Los jefes de esta mafia de los centros de teleoperadores de Madrid y Fuenlabrada, eran un español y sus cómplices colombianos, peruanos y venezolanos. Las víctimas, inmigrantes ilegales de las mismas nacionalidades, explotados sin piedad en una red de 15 call centers de Madrid.
Además, los jefes, ya detenidos por la Policía Nacional, obligaban a los empleados a utilizar en las llamadas comerciales guiones intrusivos y minuciosamente diseñados para generar confusión en los clientes y forzar la contratación de productos o servicios.
La investigación policial comenzó al detectarse múltiples centros de llamadas que repetían el mismo patrón de captación y entrevistas, así como la imposición de condiciones laborales que restringían de forma total los derechos básicos de los trabajadores.
Inmigrantes sin permiso laboral
La investigación, realizada con la colaboración de la Inspección de Trabajo y de la Seguridad Social de Madrid, se vio dificultada por los continuos cambios de ubicación que practicaban los responsables para eludir controles policiales.
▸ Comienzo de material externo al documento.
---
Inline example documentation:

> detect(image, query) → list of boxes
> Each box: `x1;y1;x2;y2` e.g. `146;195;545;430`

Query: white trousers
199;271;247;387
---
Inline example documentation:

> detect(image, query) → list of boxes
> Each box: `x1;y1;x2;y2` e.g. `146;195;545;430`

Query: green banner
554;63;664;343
Aun así, los agentes localizaron los call centers tanto en la capital como en Fuenlabrada.
Los centros contrataban a ciudadanos extranjeros sin permiso de trabajo y los sometían a condiciones abusivas que anulaban cualquier garantía laboral.
Los encargados imponían una dominación total sobre la plantilla, aprovechando la vulnerabilidad de los empleados y su situación de dependencia. Los investigadores verificaron, además, la existencia de un ranking diario según las contrataciones obtenidas. Para evitar humillaciones, los trabajadores extendían su jornada más allá de cualquier límite, enfocados en alcanzar las metas fijadas por cada centro.
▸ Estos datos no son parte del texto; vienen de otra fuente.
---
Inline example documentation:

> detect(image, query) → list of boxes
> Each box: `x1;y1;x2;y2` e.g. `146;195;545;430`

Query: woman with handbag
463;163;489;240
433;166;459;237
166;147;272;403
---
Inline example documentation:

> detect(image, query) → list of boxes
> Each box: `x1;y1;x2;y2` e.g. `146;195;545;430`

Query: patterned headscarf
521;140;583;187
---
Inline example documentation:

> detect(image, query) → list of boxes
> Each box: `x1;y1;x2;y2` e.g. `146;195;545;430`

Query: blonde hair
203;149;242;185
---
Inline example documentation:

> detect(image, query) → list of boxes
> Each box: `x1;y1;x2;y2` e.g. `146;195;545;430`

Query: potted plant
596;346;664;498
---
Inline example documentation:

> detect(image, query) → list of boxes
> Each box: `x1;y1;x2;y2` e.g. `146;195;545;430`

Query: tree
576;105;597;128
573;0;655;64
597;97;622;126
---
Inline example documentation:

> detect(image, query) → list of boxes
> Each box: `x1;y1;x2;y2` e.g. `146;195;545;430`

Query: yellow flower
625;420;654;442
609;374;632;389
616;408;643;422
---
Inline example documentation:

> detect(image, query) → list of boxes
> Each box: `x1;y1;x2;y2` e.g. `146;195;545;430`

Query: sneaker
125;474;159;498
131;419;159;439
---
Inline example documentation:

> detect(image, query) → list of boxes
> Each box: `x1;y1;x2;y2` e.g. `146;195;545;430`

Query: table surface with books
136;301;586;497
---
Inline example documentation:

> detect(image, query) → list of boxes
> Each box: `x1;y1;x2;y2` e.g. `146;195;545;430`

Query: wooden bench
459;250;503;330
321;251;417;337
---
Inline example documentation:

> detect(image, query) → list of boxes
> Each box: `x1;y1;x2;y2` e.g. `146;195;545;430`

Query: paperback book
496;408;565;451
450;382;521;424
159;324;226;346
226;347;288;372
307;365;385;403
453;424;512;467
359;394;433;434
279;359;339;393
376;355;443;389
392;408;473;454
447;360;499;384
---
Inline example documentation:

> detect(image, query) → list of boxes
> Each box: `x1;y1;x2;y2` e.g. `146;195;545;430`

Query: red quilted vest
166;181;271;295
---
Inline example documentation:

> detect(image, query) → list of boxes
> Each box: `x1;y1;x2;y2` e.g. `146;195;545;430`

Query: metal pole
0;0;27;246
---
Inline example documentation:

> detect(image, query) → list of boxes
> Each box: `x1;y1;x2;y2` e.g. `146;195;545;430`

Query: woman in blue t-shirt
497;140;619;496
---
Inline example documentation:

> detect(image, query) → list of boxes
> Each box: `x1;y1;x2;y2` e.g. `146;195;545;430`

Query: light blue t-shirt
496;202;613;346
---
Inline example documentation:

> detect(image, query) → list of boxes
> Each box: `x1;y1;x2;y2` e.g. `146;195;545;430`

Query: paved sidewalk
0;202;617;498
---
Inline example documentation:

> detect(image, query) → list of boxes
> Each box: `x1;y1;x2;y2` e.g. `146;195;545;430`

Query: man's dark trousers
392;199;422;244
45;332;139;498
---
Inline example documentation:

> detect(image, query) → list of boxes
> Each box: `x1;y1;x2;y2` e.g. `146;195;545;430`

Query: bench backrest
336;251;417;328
Sin vacaciones, sin seguro y a tartazos
El sistema incluía recompensas y castigos vejatorios en función de la posición en la clasificación. Entre las sanciones, figuraba lanzar tartas a la cara del último clasificado frente a sus compañeros.
Los responsables eran plenamente conscientes de la situación irregular de la plantilla y se valían de su superioridad para imponer condiciones que impedían a los empleados reclamar derechos básicos. Las víctimas carecían de jornadas legales, descansos obligatorios, vacaciones, retribuciones adecuadas y cobertura médica ante posibles accidentes laborales.